I agree with Marj. Is he a mix? But he is adorable in a puppy cut anyways!


----------



## bellaratamaltese

I've grown out dogs from a close shave to a full coat in a year, so it is possible but I was working with a correct coat. That no ear hair and face hair is going to be a challenge for you though, since that is the slowest growing part of the coat. 

I would like to see a pic of him when his tail is up and he isn't hunched over so hope you can take some more!!


----------



## lottapaws

I may be remembering incorrectly, but I thought she had posted that Zak just went to that designer breeder for a brief time and then they decided not to keep him after breeding him to one of their poms (and not liking the outcome). Friends had given the maltese to the designer dog breeder so there is no telling the origin of the poor little fellow. I am glad he is now in a furever home to be loved and cared for rather than shuffled around like pocket change. 

It may take a while to grow his coat, but during that time, you can work on his growing accustomed to being groomed. And even if his coat doesn't look like the beautiful show dogs' coats, he'll still be handsome, right?!!!!


----------



## Ladysmom

QUOTE (lottapaws @ Jul 30 2009, 02:07 AM) index.php?act=findpost&pid=811405


> And even if his coat doesn't look like the beautiful show dogs' coats, he'll still be handsome, right?!!!![/B]


I agree. :thmbup: 

Even though Zak doesn't have the correct coat, it sounds like he is a sweet and wonderful boy. As with many of these rescues, they may be pretty far from the breed standard, but they are beautiful in their own way.


----------



## vegaschik99

Yes he is "pure bred" maltese. Definantly not a show quality or properly bred and I had originally wanted the good breeding so I would have that nice coat but then Zak came into opportunity and I just wanted to give him a good home. I will be taking him to the vet in the next week or 2 to get neutered since he's isn't breeding worthy, but he is definantly best friend/family worthy. I was drawn to the maltese for their long coats so I will have to try to get a decent long coat but either way he's in the family for life. Thank you for all your information I'm sure I will have plenty of questions to come.


----------



## Ladysmom

QUOTE (vegaschik99 @ Jul 30 2009, 12:31 PM) index.php?act=findpost&pid=811528


> Yes he is "pure bred" maltese. Definantly not a show quality or properly bred and I had originally wanted the good breeding so I would have that nice coat but then Zak came into opportunity and I just wanted to give him a good home. I will be taking him to the vet in the next week or 2 to get neutered since he's isn't breeding worthy, but he is definantly best friend/family worthy. I was drawn to the maltese for their long coats so I will have to try to get a decent long coat but either way he's in the family for life. Thank you for all your information I'm sure I will have plenty of questions to come.[/B]

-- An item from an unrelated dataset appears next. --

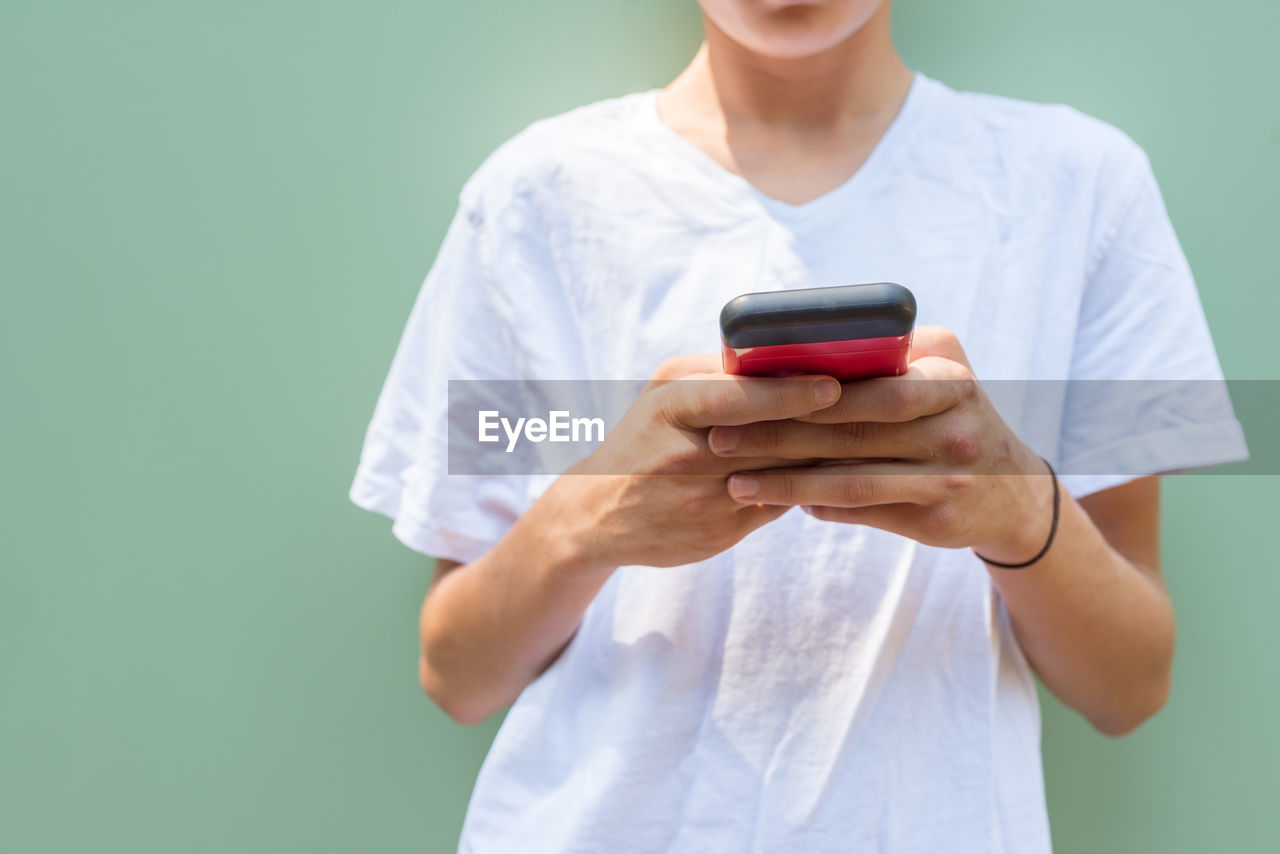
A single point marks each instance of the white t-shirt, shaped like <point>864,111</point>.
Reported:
<point>818,686</point>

Sometimes the Maltese who find us aren't quite the picture we had in our mind, but are just as beautiful in their own way. Best friend/family worthy is much more important than a long coat.

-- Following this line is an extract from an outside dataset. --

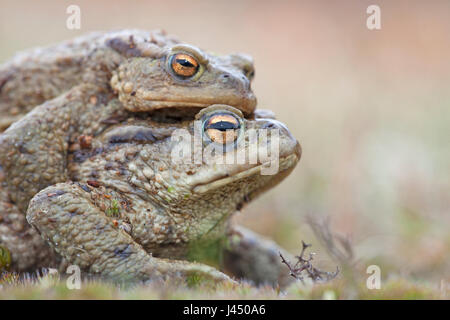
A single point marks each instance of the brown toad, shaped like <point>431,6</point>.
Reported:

You can keep his face and tail longer even if he doesn't have the proper coat. Lady is a rescue, too, and although her coat isn't the worst I've seen, it's still too cottony to grow long. The hair on her body has a nice shine to it and will part when it's long enough, but her chest and legs are too cottony. When I first adopted her and let her hair grow, I couldn't figure out why it grew out instead of down like the Maltese in pictures. :biggrin:


----------



## jpsnagi

We recently got Snowy, he is 4 months old. He is a very friendly boy and has brought so much love to our family. 
His hair got matted in places, although we were grooming him every other day. So the groomer suggested that we clip his hair short, almost shaved.
I was so sad; he has been a bit quieter. We are trying to keep him cheerful, but I feel it was drastic for him. 
We do not plan to keep long hair, but short length, like 2-3". How long with that take to grow that?


----------



## Kilo

jpsnagi said:


> We recently got Snowy, he is 4 months old. He is a very friendly boy and has brought so much love to our family.
> His hair got matted in places, although we were grooming him every other day. So the groomer suggested that we clip his hair short, almost shaved.
> I was so sad; he has been a bit quieter. We are trying to keep him cheerful, but I feel it was drastic for him.
> We do not plan to keep long hair, but short length, like 2-3". How long with that take to grow that?


Been there, done that lol. My two malt boys spend a lot of time running around the yard with their chihuaha sister. Almost no amount of grooming will keep them from looking like little dumpster dogs lol. I don't limit them from their play at the expense of them staying pretty and you can tell their so much happier because of it. So yah ive had to do quite a few shaves to get rid of mainly belly mattes because its the only area i jave trouble brushing out. In my experience after 8-12 weeks theyll be back to 2-3 inches in length. Maybe a bit longer.


----------



## jpsnagi

Thanks for the reply. He is getting used to his short coat and playful with us.
We got a sweater for him as the wintery weather is almost here. He does not like his sweater.


----------



## wkomorow

jpsnagi said:


> We recently got Snowy, he is 4 months old. He is a very friendly boy and has brought so much love to our family.
> His hair got matted in places, although we were grooming him every other day. So the groomer suggested that we clip his hair short, almost shaved.
> I was so sad; he has been a bit quieter. We are trying to keep him cheerful, but I feel it was drastic for him.
> We do not plan to keep long hair, but short length, like 2-3". How long with that take to grow that?


It is important to not only brush but also comb him out every day if there hair is longer. But in truth not all Malt hair is the same, some Malts are easier than others to keep. Their hair also grows out at different rates. He should be 2 inches in three months.


----------